Example: Regression to the Mean

A company implements a new training program for its employees who scored poorly on a performance assessment. After the training, the employees’ scores improve. However, this improvement could be partly due to regression to the mean, as those with initially low scores are more likely to score closer to the average on subsequent assessments, regardless of the training intervention.

Spurious correlations

A spurious correlation is a statistical relationship that appears to exist between two variables but is not a true causal relationship. These correlations can arise due to coincidence, third variable problems, or other factors.

Example: Spurious Correlation

A study finds a correlation between the number of storks nesting in a particular region and the human birth rate in that area. However, this correlation is likely spurious and does not imply a causal relationship. Both variables may be influenced by other factors, such as the availability of suitable nesting sites for storks and socioeconomic conditions that affect human birth rates.

Directionality problem

The directionality problem refers to the inability of correlational research to determine the direction of the relationship between variables. A correlation does not indicate whether variable A causes variable B or vice versa.

Example: Directionality Problem

A study finds a correlation between depression and poor sleep quality. However, the direction of the relationship is unclear. It is possible that depression leads to poor sleep, or conversely, that poor sleep contributes to depression. Additional research is needed to establish the causal direction of this relationship.

Causal research

Causal links between variables are established through controlled experiments. Experiments allow researchers to test formal predictions, known as hypotheses, in order to determine causality in one specific direction at a time. The strength of experiments lies in their high internal validity, which enables researchers to demonstrate cause-and-effect relationships with reasonable confidence.

In controlled experiments, researchers can establish directionality in one direction by manipulating an independent variable and subsequently measuring the change in a dependent variable. This manipulation of the independent variable before observing its effect on the dependent variable is crucial for inferring causality and ruling out alternative explanations, such as reverse causality or the influence of confounding variables.

Example: Testing directionality in an experimental design

To investigate the causal direction of the relationship between depression and sleep quality, researchers could conduct an experiment.

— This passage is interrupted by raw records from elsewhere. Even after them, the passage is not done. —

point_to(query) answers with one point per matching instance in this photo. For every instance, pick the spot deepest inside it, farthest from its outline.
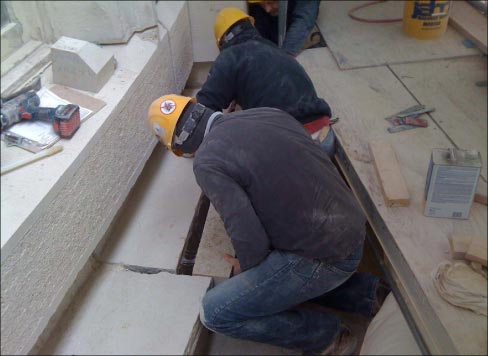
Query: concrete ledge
(121, 312)
(154, 222)
(214, 244)
(55, 212)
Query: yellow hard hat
(225, 19)
(164, 114)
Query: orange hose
(350, 13)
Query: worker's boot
(344, 344)
(382, 292)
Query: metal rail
(282, 14)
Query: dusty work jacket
(256, 73)
(300, 20)
(276, 189)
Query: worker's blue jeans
(262, 303)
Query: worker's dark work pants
(260, 304)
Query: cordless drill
(65, 118)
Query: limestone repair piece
(81, 65)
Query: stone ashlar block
(120, 312)
(81, 65)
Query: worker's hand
(234, 262)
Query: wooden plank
(459, 244)
(460, 105)
(413, 243)
(469, 22)
(358, 44)
(477, 250)
(391, 179)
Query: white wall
(202, 18)
(101, 22)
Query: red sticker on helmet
(168, 106)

One group of participants could receive a sleep intervention (independent variable), while a control group receives no intervention. If the sleep intervention group shows significant improvements in depression symptoms (dependent variable) compared to the control group, it would suggest that sleep quality has a causal influence on depression.

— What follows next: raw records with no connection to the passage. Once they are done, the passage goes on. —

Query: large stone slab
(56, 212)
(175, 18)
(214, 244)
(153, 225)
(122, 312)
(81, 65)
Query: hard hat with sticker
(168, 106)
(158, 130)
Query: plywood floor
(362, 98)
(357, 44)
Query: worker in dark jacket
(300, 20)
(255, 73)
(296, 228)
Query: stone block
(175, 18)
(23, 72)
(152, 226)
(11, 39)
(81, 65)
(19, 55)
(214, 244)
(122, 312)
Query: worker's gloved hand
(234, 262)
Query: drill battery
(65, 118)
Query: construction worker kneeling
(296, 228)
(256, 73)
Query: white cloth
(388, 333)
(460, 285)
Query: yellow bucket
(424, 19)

In a controlled experiment, researchers can eliminate the influence of third variables or confounding factors by employing random assignment and including control groups. Random assignment is a technique that helps distribute participant characteristics evenly across the experimental and control groups, ensuring that the groups are comparable and similar in terms of relevant variables.

By randomly assigning participants to either the experimental group or the control group, researchers can minimize the potential impact of extraneous variables that could influence the outcome. This random distribution of participant characteristics across groups helps to isolate the effect of the independent variable being studied.

Example: Controlling third variables in an experimental design

In a study examining the effect of a new teaching method (independent variable) on student achievement (dependent variable), researchers could use random assignment to control for potential confounding variables like student ability, motivation, and socioeconomic status. By randomly assigning students to the experimental (new teaching method) or control (traditional teaching method) groups, the influence of these third variables is equally distributed across both groups, allowing for a more accurate assessment of the causal effect of the teaching method.